According to Foreign Minister Pekka Haavisto (Green), Finland and Sweden will continue their joint journey towards Nato membership.
"In my view, the road to Nato has not closed for either country," Haavisto said on the Yle current affairs programme Ykkösaamu on Saturday.
On Monday, Turkey broke off three-way negotiations with Finland and Sweden on ratification of the two Nordic countries' membership bids. The negotiations were cancelled after several incidents in Stockholm, including a Koran burning.
After the latest incident, Turkish President Recep Tayyip Erdogan said that Sweden "should not expect support from us for Nato".
At the time, Haavisto hinted that Finland was also considering the option that Turkey would not ratify Sweden's Nato membership, and that it might have to join alone.
"Of course, we have to assess the situation; [whether] something has happened that would prevent the progress of the Swedish project in the longer term," he said.
Later, however, Haavisto moderated his statement. In the Ykkösaamu interview, he said that in his view nothing irreversible has happened in the matter.
"The general assessment is that this represents an extension of time from the Turkish side, and that the matter can be revisited after the Turkish elections," he said.

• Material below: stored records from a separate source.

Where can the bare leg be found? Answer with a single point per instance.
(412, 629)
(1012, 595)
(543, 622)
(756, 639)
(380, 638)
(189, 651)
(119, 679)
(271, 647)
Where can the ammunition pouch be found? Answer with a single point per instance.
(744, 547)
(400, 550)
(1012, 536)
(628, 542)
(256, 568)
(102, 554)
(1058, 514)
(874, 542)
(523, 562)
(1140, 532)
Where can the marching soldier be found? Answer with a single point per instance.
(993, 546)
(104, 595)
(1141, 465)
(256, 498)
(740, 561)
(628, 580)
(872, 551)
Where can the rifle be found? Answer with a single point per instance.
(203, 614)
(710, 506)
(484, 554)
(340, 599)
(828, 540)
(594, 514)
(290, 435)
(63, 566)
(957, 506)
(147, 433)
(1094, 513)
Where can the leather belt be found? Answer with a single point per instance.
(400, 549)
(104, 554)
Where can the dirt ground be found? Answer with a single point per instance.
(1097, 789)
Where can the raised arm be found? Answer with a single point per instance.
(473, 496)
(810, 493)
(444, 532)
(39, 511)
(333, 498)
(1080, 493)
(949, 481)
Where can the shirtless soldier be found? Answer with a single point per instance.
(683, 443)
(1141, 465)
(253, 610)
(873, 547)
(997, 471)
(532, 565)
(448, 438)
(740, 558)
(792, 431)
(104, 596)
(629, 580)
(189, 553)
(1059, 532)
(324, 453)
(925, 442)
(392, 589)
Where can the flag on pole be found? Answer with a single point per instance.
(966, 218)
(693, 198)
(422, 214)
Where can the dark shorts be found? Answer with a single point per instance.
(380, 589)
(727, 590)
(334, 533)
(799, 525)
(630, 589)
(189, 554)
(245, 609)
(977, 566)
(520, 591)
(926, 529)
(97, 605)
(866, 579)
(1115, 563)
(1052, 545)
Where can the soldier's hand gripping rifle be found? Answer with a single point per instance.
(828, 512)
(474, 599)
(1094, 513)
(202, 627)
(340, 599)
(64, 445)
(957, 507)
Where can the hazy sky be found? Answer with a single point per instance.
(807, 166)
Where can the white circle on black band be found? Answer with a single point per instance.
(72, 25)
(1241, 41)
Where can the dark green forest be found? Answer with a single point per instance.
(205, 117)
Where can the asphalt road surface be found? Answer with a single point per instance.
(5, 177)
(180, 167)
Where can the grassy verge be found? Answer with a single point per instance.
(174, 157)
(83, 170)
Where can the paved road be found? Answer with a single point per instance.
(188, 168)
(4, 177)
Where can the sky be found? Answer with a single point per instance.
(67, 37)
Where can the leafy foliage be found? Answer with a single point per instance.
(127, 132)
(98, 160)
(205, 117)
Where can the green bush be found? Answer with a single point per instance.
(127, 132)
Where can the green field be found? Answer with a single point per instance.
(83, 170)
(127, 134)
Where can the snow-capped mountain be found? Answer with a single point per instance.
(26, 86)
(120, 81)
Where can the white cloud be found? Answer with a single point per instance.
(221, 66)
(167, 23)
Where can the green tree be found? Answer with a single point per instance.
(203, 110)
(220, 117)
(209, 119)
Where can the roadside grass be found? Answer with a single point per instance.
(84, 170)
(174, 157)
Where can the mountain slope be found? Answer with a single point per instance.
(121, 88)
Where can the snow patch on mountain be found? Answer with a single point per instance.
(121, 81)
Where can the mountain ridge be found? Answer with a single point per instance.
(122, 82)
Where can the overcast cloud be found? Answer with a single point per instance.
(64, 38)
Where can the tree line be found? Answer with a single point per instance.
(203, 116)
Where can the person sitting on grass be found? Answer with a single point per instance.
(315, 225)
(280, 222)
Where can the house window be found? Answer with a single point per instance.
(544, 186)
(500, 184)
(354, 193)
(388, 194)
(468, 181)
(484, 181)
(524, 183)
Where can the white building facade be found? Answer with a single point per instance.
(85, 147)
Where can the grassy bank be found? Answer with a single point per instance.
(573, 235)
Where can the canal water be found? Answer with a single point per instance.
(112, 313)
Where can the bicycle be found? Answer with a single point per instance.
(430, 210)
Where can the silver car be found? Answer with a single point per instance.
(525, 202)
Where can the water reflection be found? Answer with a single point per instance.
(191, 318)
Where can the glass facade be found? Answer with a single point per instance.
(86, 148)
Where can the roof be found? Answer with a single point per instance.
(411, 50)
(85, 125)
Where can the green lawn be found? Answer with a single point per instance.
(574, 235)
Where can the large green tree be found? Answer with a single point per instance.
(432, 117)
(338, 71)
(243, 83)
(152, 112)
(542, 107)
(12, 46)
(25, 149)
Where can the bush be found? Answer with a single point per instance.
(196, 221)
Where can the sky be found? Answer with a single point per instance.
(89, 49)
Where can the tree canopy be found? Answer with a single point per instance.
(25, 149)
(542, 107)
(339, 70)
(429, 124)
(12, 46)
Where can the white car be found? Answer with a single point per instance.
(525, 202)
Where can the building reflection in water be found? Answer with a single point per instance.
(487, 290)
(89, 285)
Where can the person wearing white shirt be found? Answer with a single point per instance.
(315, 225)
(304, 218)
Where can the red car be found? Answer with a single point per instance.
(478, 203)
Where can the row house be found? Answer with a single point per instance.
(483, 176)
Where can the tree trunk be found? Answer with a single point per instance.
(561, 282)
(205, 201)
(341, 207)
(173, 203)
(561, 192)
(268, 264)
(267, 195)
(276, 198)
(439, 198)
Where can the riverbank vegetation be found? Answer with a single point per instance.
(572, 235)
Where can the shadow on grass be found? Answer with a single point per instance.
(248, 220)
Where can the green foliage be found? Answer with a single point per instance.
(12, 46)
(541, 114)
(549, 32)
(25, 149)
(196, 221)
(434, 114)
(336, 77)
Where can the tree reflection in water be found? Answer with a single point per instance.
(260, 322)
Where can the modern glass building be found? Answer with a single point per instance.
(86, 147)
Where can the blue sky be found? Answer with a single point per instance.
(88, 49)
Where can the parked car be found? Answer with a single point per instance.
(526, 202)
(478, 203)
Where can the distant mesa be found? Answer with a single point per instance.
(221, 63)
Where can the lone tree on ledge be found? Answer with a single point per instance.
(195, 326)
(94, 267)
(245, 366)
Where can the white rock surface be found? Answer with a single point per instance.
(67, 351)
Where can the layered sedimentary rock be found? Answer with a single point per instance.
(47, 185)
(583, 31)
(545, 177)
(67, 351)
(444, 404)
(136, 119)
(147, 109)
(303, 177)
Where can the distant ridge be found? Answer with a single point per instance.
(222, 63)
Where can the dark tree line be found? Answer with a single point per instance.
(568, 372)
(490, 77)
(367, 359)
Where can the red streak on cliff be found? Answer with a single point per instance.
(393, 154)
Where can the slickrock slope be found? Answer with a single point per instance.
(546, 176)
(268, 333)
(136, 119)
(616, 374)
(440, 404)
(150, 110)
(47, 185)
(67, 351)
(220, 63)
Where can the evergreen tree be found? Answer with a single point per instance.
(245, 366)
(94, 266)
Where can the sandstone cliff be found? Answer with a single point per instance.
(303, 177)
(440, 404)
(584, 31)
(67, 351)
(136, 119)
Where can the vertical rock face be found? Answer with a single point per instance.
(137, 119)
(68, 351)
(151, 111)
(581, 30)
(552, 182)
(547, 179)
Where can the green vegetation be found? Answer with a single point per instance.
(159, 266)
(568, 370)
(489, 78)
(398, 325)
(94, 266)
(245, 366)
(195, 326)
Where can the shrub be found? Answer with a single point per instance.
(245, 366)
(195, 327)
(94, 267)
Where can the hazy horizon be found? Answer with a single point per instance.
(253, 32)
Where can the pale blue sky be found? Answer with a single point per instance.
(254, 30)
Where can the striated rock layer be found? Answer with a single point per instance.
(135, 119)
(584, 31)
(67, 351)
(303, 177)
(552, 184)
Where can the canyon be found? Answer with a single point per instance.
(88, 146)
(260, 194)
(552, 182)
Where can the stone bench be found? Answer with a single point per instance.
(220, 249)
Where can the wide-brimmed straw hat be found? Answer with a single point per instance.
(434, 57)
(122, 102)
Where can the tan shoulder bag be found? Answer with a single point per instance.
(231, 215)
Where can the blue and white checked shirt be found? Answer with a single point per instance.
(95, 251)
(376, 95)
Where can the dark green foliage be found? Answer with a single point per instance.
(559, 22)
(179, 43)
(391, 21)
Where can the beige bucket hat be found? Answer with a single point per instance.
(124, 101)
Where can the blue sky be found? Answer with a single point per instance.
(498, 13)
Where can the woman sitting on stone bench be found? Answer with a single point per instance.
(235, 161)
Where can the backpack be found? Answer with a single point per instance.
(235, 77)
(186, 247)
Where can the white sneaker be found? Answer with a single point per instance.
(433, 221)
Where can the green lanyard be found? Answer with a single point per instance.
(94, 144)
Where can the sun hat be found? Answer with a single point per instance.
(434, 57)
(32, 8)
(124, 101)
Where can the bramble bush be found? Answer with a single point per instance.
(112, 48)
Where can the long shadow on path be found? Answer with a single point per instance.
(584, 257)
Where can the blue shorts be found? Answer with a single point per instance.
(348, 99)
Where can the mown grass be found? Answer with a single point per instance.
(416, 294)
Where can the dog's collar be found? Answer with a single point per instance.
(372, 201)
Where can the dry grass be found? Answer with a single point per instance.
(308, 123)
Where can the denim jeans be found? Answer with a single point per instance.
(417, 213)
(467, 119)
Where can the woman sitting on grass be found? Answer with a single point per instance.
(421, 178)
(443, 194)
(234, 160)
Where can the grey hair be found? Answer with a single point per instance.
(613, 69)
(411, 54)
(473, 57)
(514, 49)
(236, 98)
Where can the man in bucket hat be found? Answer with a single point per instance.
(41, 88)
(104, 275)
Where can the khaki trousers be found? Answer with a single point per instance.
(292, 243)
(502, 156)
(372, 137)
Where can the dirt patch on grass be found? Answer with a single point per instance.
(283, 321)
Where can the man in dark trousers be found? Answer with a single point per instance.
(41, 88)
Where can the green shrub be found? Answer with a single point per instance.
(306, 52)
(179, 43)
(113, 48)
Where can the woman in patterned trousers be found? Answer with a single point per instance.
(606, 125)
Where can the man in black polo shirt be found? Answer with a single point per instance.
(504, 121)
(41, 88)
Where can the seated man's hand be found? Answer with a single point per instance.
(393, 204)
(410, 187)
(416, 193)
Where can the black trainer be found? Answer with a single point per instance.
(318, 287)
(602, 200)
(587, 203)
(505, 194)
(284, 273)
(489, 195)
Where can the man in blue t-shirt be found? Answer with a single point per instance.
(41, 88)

Turkey is preparing for presidential and parliamentary elections in May. Finland does not expect progress in ratifying Nato membership before then, he said.
According to Haavisto, he has maintained close contacts with Turkey, even though the tripartite negotiations are on hold.
On Monday he had a phone conversation with Turkish Foreign Minister Mevlüt Çavuşoğlu in which they discussed the status of the Finnish and Swedish applications and Turkey's reactions to the demonstrations held in Stockholm, according to Haavisto. The two had previously spoken in late December.
According to Haavisto, the security of Finland and Sweden forms an entity in Nato's view. Finland and Sweden have a long history of bilateral defence cooperation, which has intensified since the two countries submitted their Nato membership applications together last May.
"In a possible crisis situation in the Baltic Sea region, Sweden is our closest partner, also because of geography. Considering Nato's defence planning, Sweden will be a very important part of the region's security," said Haavisto.
Turkey and Hungary are the only Nato member states yet to ratify the Finnish and Swedish applications to join the alliance, which requires unanimous approval.
The other three Nordic countries have been members of the alliance since it was founded in 1949.